Grid overlay of the murder

These boxes are 20 pixels by 20 pixels. The source image is 1280x720 (i.e. 720p). Counting the squares we see that the digits are contained in the space (1212,30,1247,50). I did not get these numbers from the grid alone. The grid provides a starting point and after a few iterations you will discover a tight crop. The extra space is for double-digit numbers.

Step two: use bounding box to crop region of interest from video frames

PyAV is not the most inuitive library for video processing, but it is by far the fastest Python wrapper for FFmpeg that I've used.

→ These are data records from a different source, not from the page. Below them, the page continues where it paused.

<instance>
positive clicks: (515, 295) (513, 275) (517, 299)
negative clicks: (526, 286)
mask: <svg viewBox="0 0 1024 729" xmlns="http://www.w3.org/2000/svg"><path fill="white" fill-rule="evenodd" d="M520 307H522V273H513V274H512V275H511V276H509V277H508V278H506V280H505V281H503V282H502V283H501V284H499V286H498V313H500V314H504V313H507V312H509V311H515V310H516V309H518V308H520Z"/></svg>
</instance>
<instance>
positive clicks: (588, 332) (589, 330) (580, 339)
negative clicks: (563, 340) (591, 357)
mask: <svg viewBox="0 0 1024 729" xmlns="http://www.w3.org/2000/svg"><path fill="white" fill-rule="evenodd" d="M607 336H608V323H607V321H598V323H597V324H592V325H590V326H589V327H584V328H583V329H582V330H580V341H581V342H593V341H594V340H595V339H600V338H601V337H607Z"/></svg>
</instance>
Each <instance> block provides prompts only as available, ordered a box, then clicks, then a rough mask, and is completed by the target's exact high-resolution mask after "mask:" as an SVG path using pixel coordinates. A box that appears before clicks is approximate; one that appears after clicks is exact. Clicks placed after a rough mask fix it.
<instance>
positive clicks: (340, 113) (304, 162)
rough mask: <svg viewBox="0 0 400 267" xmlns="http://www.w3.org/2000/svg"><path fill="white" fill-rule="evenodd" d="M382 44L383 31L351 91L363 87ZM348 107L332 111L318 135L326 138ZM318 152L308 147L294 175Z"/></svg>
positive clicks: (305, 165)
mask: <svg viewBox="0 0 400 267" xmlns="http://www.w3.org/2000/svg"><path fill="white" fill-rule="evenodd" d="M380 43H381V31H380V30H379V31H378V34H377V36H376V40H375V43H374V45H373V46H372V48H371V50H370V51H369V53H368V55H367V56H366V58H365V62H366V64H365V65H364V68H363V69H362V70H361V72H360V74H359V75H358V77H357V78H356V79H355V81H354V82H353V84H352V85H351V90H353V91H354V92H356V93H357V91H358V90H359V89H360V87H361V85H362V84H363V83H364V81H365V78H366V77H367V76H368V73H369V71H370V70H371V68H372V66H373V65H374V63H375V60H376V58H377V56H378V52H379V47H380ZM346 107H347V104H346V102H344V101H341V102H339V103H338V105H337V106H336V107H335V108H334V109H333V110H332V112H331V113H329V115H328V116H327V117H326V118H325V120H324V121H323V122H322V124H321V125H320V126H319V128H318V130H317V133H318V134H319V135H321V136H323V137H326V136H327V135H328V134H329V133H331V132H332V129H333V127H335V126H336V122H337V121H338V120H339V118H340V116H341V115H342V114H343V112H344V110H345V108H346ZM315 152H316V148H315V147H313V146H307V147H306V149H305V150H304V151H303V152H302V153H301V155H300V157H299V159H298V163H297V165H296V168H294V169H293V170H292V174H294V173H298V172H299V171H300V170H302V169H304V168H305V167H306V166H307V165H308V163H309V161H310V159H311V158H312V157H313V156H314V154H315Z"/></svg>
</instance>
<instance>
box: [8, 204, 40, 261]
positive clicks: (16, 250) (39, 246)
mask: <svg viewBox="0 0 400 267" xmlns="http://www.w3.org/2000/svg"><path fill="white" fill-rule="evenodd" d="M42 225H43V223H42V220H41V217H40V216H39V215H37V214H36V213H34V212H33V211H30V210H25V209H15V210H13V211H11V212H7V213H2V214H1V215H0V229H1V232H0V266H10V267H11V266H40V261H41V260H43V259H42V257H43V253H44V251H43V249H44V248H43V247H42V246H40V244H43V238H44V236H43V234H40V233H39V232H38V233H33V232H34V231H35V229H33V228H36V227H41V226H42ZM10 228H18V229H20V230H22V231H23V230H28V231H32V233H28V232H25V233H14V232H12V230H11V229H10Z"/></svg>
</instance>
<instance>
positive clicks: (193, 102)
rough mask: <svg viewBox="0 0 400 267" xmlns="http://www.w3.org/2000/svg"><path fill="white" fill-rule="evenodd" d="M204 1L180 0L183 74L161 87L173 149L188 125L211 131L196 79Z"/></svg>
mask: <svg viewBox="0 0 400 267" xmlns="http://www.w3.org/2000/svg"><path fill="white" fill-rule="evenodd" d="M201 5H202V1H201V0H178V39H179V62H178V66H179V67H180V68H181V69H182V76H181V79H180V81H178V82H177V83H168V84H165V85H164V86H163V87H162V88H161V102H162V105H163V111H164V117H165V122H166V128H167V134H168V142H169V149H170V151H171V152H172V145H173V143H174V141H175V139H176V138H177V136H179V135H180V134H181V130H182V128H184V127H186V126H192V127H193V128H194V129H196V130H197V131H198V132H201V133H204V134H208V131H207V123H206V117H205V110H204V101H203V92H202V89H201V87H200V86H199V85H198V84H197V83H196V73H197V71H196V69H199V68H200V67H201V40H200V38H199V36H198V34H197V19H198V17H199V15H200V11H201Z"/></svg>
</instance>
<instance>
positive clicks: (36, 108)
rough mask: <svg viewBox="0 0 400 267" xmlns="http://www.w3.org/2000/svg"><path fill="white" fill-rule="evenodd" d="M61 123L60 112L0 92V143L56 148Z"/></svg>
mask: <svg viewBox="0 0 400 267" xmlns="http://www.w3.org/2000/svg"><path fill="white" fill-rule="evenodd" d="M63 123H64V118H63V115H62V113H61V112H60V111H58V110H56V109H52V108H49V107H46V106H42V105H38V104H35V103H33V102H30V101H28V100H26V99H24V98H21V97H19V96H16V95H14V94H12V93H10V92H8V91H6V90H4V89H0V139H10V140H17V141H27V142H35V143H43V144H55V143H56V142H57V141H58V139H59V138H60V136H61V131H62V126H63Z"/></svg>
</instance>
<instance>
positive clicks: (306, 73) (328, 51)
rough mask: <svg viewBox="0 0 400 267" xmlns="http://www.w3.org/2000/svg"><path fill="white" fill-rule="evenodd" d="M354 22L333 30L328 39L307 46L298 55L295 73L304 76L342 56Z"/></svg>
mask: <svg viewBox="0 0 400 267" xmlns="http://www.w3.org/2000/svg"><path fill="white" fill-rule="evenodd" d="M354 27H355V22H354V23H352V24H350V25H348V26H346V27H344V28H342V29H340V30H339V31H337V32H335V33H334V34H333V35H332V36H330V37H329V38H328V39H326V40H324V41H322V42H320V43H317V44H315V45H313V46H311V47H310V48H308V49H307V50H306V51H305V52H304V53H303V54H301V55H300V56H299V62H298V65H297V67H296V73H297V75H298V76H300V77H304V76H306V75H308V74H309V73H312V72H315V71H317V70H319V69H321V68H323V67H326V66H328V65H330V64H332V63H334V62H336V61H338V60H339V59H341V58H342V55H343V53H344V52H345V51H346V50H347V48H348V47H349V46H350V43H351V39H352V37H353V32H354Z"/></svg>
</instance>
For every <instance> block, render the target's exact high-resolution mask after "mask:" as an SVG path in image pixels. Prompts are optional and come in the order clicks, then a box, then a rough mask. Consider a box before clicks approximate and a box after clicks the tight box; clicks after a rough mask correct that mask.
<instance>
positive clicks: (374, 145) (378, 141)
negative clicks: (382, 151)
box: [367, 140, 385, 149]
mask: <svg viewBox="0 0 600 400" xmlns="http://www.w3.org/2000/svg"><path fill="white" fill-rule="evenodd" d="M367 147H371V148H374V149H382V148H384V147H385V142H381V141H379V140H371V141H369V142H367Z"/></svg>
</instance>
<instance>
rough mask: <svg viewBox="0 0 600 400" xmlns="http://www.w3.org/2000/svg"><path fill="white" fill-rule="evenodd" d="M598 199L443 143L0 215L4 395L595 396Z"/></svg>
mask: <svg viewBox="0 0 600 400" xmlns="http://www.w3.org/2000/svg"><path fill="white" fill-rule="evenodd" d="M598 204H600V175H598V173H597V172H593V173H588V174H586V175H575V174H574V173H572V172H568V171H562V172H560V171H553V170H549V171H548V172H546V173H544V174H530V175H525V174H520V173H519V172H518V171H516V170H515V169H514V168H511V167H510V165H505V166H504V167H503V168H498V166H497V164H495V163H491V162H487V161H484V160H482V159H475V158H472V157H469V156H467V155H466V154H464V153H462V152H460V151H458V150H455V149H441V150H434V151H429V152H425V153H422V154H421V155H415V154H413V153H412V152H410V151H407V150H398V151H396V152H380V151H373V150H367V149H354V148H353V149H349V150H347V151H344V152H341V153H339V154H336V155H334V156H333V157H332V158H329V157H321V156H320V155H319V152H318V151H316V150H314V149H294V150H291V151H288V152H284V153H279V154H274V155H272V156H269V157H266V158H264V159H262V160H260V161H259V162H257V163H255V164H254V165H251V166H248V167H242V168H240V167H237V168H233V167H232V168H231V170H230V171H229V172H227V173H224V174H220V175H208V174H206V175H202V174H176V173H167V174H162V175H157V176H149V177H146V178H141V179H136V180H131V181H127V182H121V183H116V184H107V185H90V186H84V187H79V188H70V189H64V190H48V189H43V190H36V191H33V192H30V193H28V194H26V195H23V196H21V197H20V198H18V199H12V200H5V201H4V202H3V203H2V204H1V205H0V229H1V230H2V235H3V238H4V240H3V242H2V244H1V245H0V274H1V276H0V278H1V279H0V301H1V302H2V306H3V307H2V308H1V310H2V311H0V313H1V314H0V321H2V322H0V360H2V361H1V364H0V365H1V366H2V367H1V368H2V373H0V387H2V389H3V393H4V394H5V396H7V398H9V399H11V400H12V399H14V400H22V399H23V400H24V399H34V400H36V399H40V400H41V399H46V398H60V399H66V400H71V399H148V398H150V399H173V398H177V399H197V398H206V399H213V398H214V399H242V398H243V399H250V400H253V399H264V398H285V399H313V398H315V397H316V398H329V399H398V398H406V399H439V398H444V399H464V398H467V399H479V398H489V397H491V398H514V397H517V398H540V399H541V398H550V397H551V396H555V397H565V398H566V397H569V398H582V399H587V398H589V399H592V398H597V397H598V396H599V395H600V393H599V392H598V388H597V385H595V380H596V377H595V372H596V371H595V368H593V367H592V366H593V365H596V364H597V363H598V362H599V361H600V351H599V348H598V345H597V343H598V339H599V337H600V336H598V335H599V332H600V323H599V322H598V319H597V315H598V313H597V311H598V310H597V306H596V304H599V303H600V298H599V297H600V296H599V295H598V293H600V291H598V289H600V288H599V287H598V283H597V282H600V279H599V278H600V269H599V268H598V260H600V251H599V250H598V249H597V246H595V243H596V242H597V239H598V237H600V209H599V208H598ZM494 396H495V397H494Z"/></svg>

Here is a live demo of how to use it to crop out the region of interest from the frames of a video.

Step three: configure a digital eyeball to perceive the digits

Tesseract is an open source "optical character recognizer". I think "digital eyeball" is a more intuitive name. I do not yet know how to build a REPL that runs Tesseract so here is a GitHub repo you can clone. Tesseract is invoked in the run_ocr.sh script. The command is presented on its own below:

tesseract imgs.txt results --dpi 70 --psm 7 -c tessedit_char_whitelist=0123456789 tsv

imgs.txt is a newline-separated-list of image filenames for tesseract to process.
results is the name of the results file
--dpi 70 tells tesseract how many dots per inch the images are. DPI is relevant only for scanned images, but tesseract complains if you don't set this argument. 70 is tesseract's default when a DPI is not provided.
--psm 7 refers to the "page segmentation method" i.e. how is the text laid out on the image. 7 is "Treat the image as a single text line." Read more here.
-c tessedit_char_whitelist=0123456789 defines the character set that can be recognized.
tsv report results as tab-seperated values

The results reporting is the least user-friendly aspect of tesseract. At least in this example, images where characters are recognized have 5 result lines and images where characters are not recognized have 1 result line. Of the 5 result lines, just one contains the actual character recognized. I chose tsv for this demo because it at least includes no-recognition results. The default txt results reporting includes only recognitions so it is impossible to know which recognitions correspond to which inputs.

Putting it all together is the hard part

I have demonstrated transformations from video to cropped frames to recognized digits. In a future post I will demonstrate how to program against this event stream to pull out events of interest.